Miles came up behind him, nudging him out of the way. When he stepped through and saw what was in the room beyond, he felt the hairs on the back of his neck rise.

It was a slaughter. Blood in three different colors decorated the walls. There were torn body parts scattered across the floor. The air was heavy with scents, sweet, sickly, chemical, so thick he could almost taste them on his tongue. The remains were the bodies of sapients, dressed, armed, and completely eviscerated.

Brisk stood over the carnage, picking through the ruins with indifference. He was already holding a blood-stained comm unit and was kicking apart a pile of refuse with the toe of his boot.

He knew this would be here, Miles realized.

Brisk must have been expecting something like this. He had the frequency of one of the comm units, which meant he’d known these sapients.

“Who are they?” Miles asked.

Brisk took a break from searching through the wreckage to look at him.

“You wanted to know what happened to the old team,” he said. He pointed at one set of ruined remains after another. “Lancer. Scout. Grenadier.”

Disposable.

Miles felt sick. He hadn’t liked Brisk from the start, and he’d felt useless nearly every day since he’d joined the crew, but he’d never felt so dangerously disposable.
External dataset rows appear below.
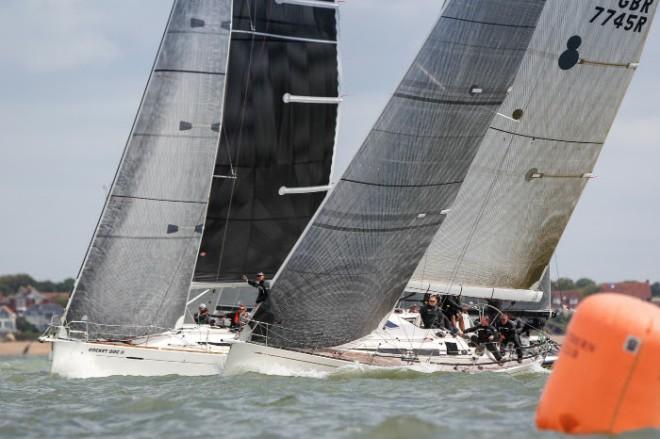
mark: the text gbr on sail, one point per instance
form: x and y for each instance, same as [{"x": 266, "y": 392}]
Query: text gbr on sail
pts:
[{"x": 621, "y": 19}]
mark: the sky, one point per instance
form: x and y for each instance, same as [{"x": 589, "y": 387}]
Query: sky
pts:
[{"x": 73, "y": 73}]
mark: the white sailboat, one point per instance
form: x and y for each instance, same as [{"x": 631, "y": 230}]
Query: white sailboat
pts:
[
  {"x": 224, "y": 167},
  {"x": 329, "y": 301},
  {"x": 531, "y": 165}
]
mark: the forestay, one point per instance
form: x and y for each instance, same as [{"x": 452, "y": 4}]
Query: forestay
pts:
[
  {"x": 353, "y": 262},
  {"x": 541, "y": 149},
  {"x": 278, "y": 131},
  {"x": 139, "y": 265}
]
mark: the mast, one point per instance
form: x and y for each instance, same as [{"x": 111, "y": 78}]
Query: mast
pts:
[
  {"x": 139, "y": 264},
  {"x": 353, "y": 262},
  {"x": 540, "y": 151}
]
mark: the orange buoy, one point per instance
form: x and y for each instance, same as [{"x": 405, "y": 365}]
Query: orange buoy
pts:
[{"x": 607, "y": 377}]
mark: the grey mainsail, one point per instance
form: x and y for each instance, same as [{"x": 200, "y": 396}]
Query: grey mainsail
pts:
[
  {"x": 539, "y": 153},
  {"x": 278, "y": 131},
  {"x": 139, "y": 265},
  {"x": 353, "y": 262}
]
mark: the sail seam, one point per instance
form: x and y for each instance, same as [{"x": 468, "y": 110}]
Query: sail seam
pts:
[
  {"x": 199, "y": 72},
  {"x": 363, "y": 230},
  {"x": 284, "y": 37},
  {"x": 489, "y": 23},
  {"x": 448, "y": 183},
  {"x": 446, "y": 101},
  {"x": 196, "y": 32},
  {"x": 546, "y": 138},
  {"x": 165, "y": 200}
]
Had this even been the Kipper’s original boarding team? Or was it just another anonymous crew, hired at stations that wouldn’t remember them?
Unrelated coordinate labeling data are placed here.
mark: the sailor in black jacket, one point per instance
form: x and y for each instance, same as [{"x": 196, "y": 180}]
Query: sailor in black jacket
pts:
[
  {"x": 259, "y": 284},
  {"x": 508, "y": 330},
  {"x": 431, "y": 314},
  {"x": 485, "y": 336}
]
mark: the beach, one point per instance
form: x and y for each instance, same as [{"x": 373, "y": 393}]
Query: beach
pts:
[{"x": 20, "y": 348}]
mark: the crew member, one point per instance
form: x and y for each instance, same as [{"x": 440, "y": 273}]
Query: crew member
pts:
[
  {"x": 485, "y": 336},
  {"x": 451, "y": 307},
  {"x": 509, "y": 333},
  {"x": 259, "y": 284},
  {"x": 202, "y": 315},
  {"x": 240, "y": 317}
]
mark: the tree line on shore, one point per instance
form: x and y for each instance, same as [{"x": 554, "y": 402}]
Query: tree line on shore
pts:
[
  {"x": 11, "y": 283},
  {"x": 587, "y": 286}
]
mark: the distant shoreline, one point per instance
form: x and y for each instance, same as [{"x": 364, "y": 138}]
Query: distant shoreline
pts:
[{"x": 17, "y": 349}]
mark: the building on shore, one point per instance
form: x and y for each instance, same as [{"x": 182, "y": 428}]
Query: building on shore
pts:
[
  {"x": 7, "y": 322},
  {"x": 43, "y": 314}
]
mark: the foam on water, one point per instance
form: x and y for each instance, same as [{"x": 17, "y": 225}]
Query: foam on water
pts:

Miles’ eyes found the corpse of the sapient Brisk had labeled the grenadier. It had been a female Hurc, dressed in heavy plates that hung from straps across her chest and back. They hadn’t saved her from being torn in half, legs pooling in one place, torso in another.

A glint of light caught his attention from the bloodied ground at his feet. It was a small gemstone, lying on the ground in a pool of spilled guts, pale red, with two black charred fractures, like holes in a rotted tooth.

He’d seen something like it before. The crystal that the mage at Delatariel Station had sold him. Only this one was covered in blood, having fallen out of a corpse. An awful suspicion pricked at him.

“Was she a mage?” Miles asked, his eyes locked on the gem.

“You can tell that?” Brisk asked, glancing up. “Yeah. She was a front-line fighter, but she had an index, like you. She only knew a few little spells. Useless, in the end.”

The merchant on the station had fed him the remains of another mage. Without seeing this scene of death, Miles might never have found out.

Miles was snapped out of his thoughts by Trin, speaking with an unusually weak voice from the other side of the room.

“This one alive, I think.”

Miles snapped his head to look in that direction. Eyes of the Altruist fell into place, and the fading lights of a living creature’s biology appeared over one of the ruined bodies.